Similarly, Twitter could only be built because the internet existed. Now, countless apps have been built to work only with (or for) people with a Twitter account, thus stacking innovations on top of each other, thanks to using previously developed platforms.
Lesson 2: Facilitate “lucky breaks” by sharing your ideas with others in a physical or intellectual space.
Do you know why Google’s cafeteria is a place designed to be so much fun you don’t wanna leave? It’s so you stick around, talk with people and come up with great ideas.
When creative people hang around with each other, good things are bound to happen. The more ideas collide, the more “lucky breaks” will happen, where sudden insights take innovations to the next level.
For the same reason, innovators like Charles Darwin or Benjamin Franklin liked to work in something Johnson calls slow multitasking mode. In this mode, they worked on several projects simultaneously, but switched only occasionally. For example, if you work on your blog for four weeks straight and then switch to an art project for two weeks, you’ll still get a lot done, but can transfer your learnings from one to the other. The other project will stay in the back of your mind, allowing you to subconsciously make new connections.
But remember: Just working on your ideas all by yourself all the time will eventually make you turn around in circles, so be sure to openly share your ideas with others frequently, and you’ll break through mental blocks much faster.
Lesson 3: A great way to innovate is to take something old and tinker with it to see if you can make it useful again.
In biology, there’s something called exaptation. It means a feature that was originally developed to serve one specific purpose is now being used in a completely different context.
For example, birds evolved to have feathers in order to be able to regulate their temperature. They can expose their heads and feet to cool down or hide them beneath their feathers to stay warm. But what are birds most popular for? Flying! Of course they could never do it without their feathers, but funnily, that’s not what they developed them for.
Ideas are often repurposed too.

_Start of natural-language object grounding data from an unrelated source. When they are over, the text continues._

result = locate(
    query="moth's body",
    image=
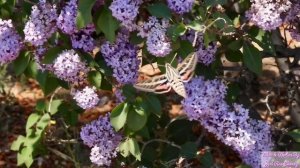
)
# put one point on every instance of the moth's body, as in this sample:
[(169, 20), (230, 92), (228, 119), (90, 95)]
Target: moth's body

Trying to give something old a new use is one of the best ways to come up with good ideas.
The World Wide Web was originally just a network for scholars to get easier access to research material. But when people discovered it’d come in handy for shopping, an entirely new use of the network was found. Johannes Gutenberg based his printing press on something that was over 1,000 years old at the time: the wine screw press. As it turned out, the ancient tool used to squeeze juice out of grapes was just as suited to press metal type pieces covered in ink on flat paper surfaces – and voilà – the way is paved for modernity to flourish.
So the next time you come across something old and seemingly useless, stick with it for a while and think about if you could make it useful in an entirely new way.
My personal take-aways
I really like the main analogy Where Good Ideas Come From works with. It feels natural to describe innovation this way, because it’s, well, based on nature! A really interesting concept, I recommend you give it a go!